夜になって、時刻よりも少し早めに出かけた。聖ペーター教会だから、大聖堂の前を右に曲って真っ直ぐ行けばいい。しかし、もうとっぷりと暗くなっており右も左も判らない状態だ。聖ペーター教会の付属の
シュティフトケラーというところで音楽会が催される。その中にあるバロックザールと呼ばれる天井が高くてかなり広いホールがある。テーブルが縦に何列も並び、蝋燭の燭台が何か所かに置いてある。「自由席」だから、好きなところに座ればよい。
私達は正面やや左手、ホールの真ん中あたりに席を取って、ノッコがテーブルの角に座った。向かい側には2人の中年男性が座っている。60才くらいのマッチョ・タイプの男と、なよなよとした30才くらいの男性である。我々の隣には、4人組みの40才代の男女グループがテーブルを挟んで、大声で話しあっている。その様子から判断してアメリカ人のグループらしい。

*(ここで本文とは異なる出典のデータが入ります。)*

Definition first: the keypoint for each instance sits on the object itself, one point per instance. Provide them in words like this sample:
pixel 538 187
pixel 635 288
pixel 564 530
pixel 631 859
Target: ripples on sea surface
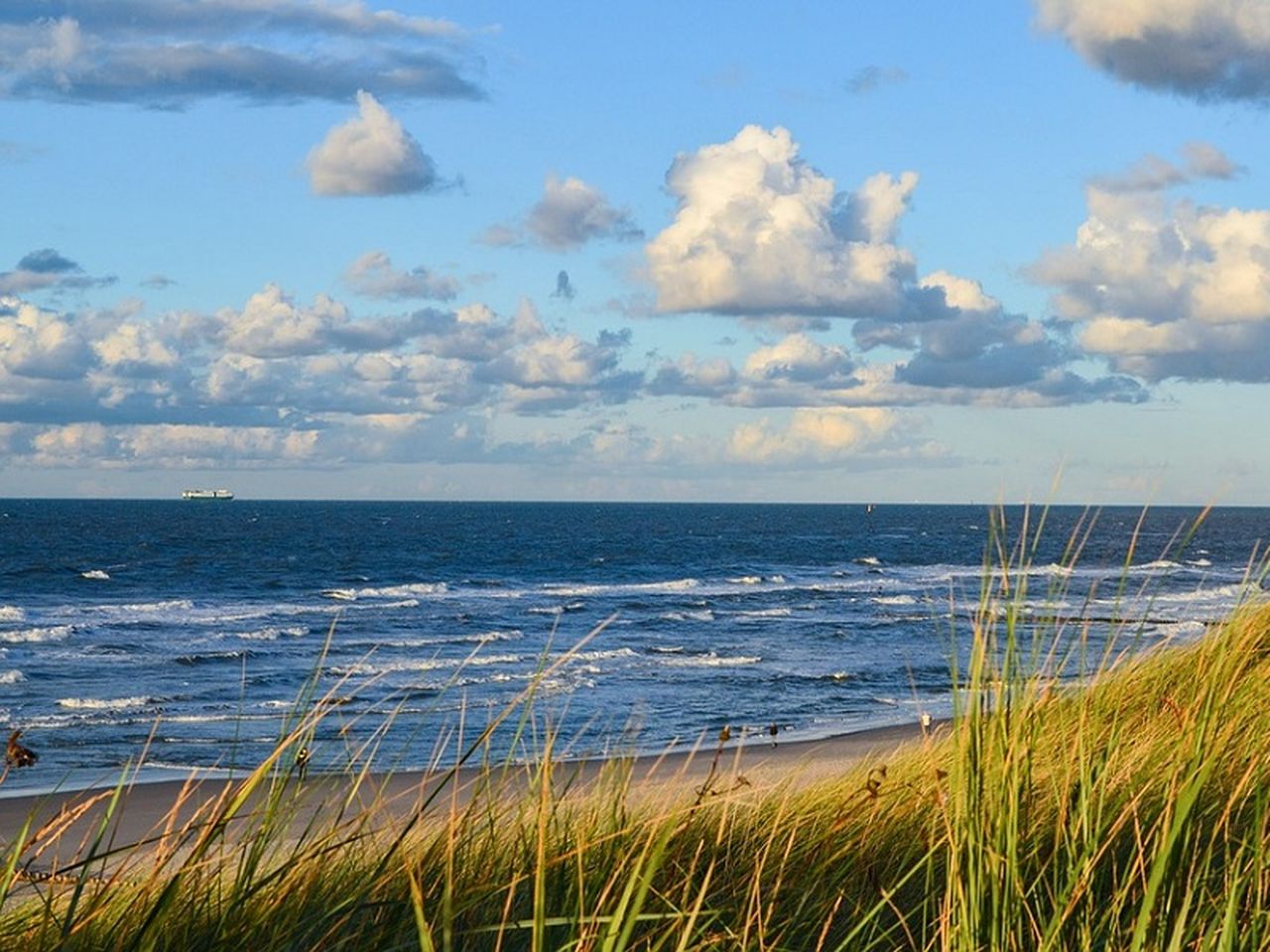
pixel 198 622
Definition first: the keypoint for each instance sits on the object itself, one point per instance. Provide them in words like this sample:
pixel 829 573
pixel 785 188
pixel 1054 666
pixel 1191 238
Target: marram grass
pixel 1129 814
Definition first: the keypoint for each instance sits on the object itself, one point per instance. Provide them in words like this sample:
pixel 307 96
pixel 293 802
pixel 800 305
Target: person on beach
pixel 17 754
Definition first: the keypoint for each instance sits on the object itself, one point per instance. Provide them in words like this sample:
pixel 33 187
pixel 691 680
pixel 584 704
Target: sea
pixel 160 635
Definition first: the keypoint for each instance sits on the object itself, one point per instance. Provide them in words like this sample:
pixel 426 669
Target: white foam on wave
pixel 1159 565
pixel 622 589
pixel 272 634
pixel 95 703
pixel 1218 593
pixel 708 660
pixel 172 604
pixel 603 654
pixel 51 633
pixel 698 616
pixel 430 664
pixel 766 613
pixel 403 592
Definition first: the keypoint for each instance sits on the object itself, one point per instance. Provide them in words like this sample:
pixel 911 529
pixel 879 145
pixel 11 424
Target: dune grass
pixel 1129 814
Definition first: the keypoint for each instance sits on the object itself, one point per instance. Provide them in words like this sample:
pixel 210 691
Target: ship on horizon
pixel 206 494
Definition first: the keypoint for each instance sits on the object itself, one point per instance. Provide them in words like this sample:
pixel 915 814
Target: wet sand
pixel 146 810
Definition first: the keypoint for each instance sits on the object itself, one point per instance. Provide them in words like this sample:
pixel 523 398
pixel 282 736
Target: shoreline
pixel 146 809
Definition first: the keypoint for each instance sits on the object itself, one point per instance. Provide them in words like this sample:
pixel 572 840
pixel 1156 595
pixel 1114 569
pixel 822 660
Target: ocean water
pixel 187 630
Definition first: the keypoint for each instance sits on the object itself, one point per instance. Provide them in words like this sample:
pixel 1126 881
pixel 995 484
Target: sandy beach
pixel 146 810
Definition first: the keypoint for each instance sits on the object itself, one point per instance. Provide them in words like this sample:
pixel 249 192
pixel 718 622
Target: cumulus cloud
pixel 760 231
pixel 373 276
pixel 1167 289
pixel 570 214
pixel 46 268
pixel 820 435
pixel 1201 160
pixel 278 381
pixel 1203 49
pixel 370 155
pixel 171 53
pixel 564 287
pixel 871 77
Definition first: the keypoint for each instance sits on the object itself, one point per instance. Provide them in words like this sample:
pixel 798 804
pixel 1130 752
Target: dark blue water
pixel 191 626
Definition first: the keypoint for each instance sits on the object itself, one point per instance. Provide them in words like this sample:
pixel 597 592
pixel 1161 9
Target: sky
pixel 879 250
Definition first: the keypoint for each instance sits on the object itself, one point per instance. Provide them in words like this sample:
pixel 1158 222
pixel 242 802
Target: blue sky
pixel 879 252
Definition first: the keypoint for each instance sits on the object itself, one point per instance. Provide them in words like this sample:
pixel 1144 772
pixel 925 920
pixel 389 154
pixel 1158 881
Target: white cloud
pixel 1206 49
pixel 371 155
pixel 570 214
pixel 373 276
pixel 760 231
pixel 37 343
pixel 160 53
pixel 1201 160
pixel 798 358
pixel 1167 289
pixel 818 435
pixel 272 325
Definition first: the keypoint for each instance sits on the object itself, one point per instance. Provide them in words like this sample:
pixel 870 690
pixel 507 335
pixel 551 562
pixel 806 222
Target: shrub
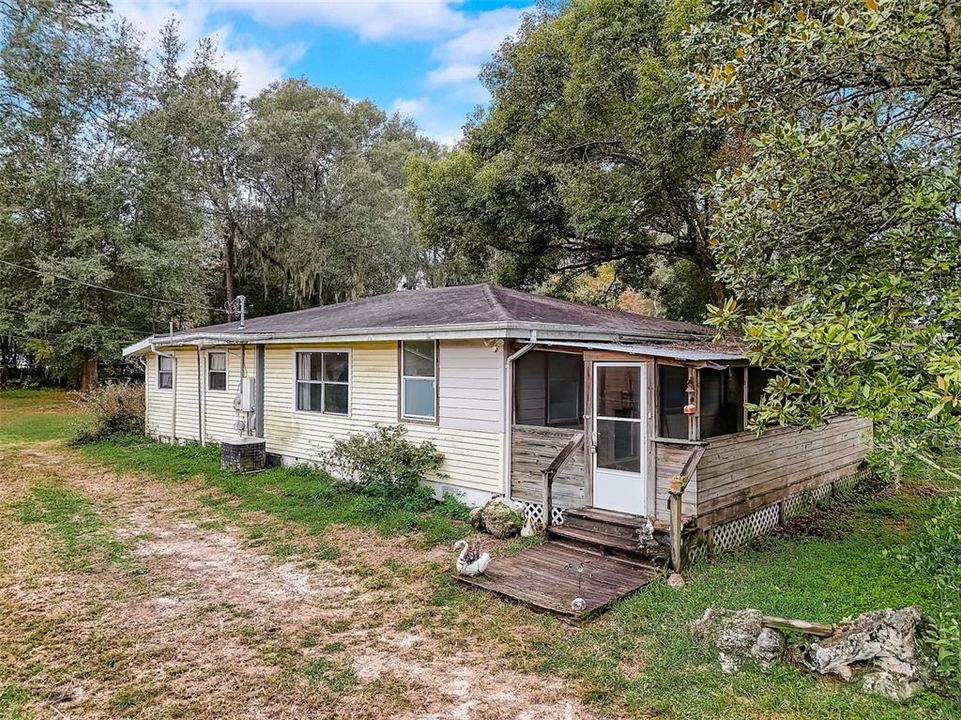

この4人は声が大きくて賑やかだ。それに反して、向いの男性は笑顔を絶やさないのだが至って静かで無口である。彼等は白ワインを取った。大きなフラスコを逆さまにしたようなガラスの器をウエイターが持って来た。周りの客が「ほうー」と、感心している。こちらは赤ワインをグラスで貰う。ワイン代は別料金で帰りに払うシステムだ。
「前の二人はただ者じゃないわよ。関係があやしい」
ノッコが小声で言う。それとなく気をつけていると、どうもホモのようだ。欧米では当たり前のことだから、まあ、余りー気にしないことだ。第一、普通の格好をしているのだし。前に座ったのに、無口で黙ってもいられないので、いろいろ話してみた。イギリスかと思ったら、オーストラリアから来たらしい。マッチョの年配の男性には孫がいて、とても可愛いと目を細める。